According to new joint research report by the Consumer Federation of America (CFA) and the Center for Responsible Lending (CRL), the average car-title loan of $951 winds up costing the typical borrower $2,142 in interest. Nationwide, 7,730 car-title lenders in 21 states reap $3.6 billion in interest on loans valued at only $1.6 billion.

The car-title loan uses a borrower’s personal vehicle as collateral and additionally charges triple-digit interest rates, like those of payday loans. And similar to payday loans, the typical car-title loan requires full repayment in just one month. When borrowers cannot afford to pay in full, they are forced to renew their loan by paying additional interest and fees. The report found that a typical customer renews their loan eight times.

The report also found anecdotal instances in which car-title lender marketing practices have lured consumers by advertising 25 percent interest per month for a two-week loan. The actual rate of interest, however, equates to 300 percent annual percentage rate (APR). And it’s not as though 300 percent APR is an offsetting risk to the lender: Car-title loans are usually made for only a fraction of the vehicle’s market value – approximately 26 percent.

When borrowers can no longer keep up with interest payments, cars are repossessed and yet another fee is added to the borrower’s debt. On average, these repossession fees run in the range of $350-$400 or about half of the borrower’s remaining loan balance. The report found that one in six consumers was charged expensive repossession fees.

It’s easy to sum up the central problems with car-title loans. As the authors write in the report, these loans “carry inherently unsuitable terms that cause already vulnerable borrowers to pay more in fees than they receive in credit while putting one of their most important assets at risk.”

If you’re thinking that there ought to be a law against this obviously predatory product, be sure to tell your state legislators. Most states with car-title loan laws either have no interest rate caps, or authorize triple digit interest.

Tracking how these loans affect consumers is one thing; financial reforms are quite another. In this regard, the CFA-CRL report calls for public policy actions at the state and federal levels.
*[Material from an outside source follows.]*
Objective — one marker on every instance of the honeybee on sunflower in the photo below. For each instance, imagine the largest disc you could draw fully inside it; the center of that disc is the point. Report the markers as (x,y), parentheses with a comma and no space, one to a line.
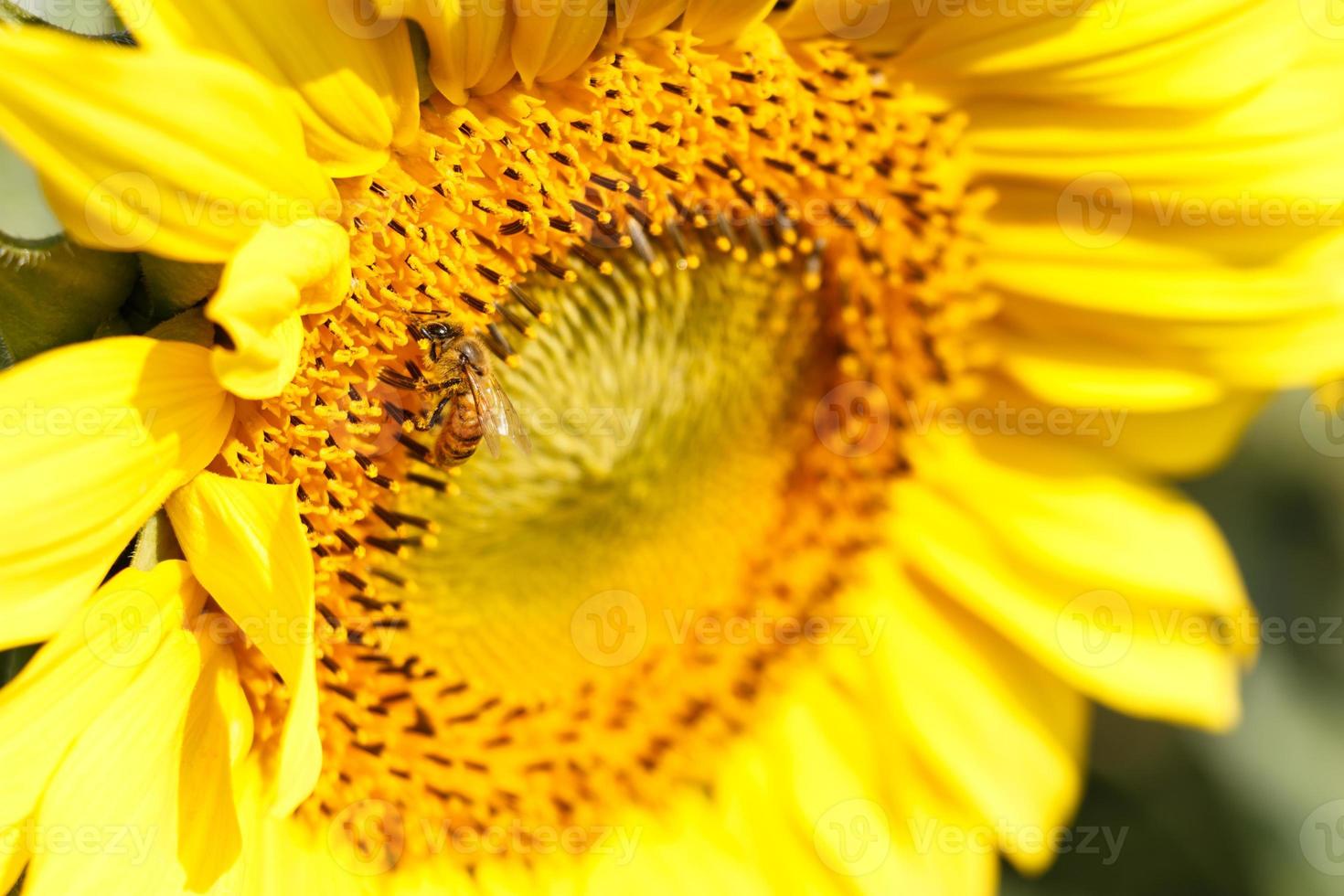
(852,348)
For example, the federal Consumer Financial Protection Bureau could enact protections addressing loan terms and underwriting. States, on the other hand, could adopt rate caps of 36 percent on these loans.

Other policy recommendations include:

Changing loan terms to equal monthly payments that would enable borrowers to gradually pay down their debt;

Require written notice prior to borrowers and the right to redeem the vehicle before lenders repossess or sell the car; and

In the event of a vehicle sale, return to the borrower any surplus between a new sales price and the remaining amount of money owed.

In 2006, similar consumer protections were enacted to protect the military and their families. If President George W. Bush and Congress could agree to cap small loans at 36 percent annually for this consumer sector, it seems reasonable that the rest of us should be given the same protections.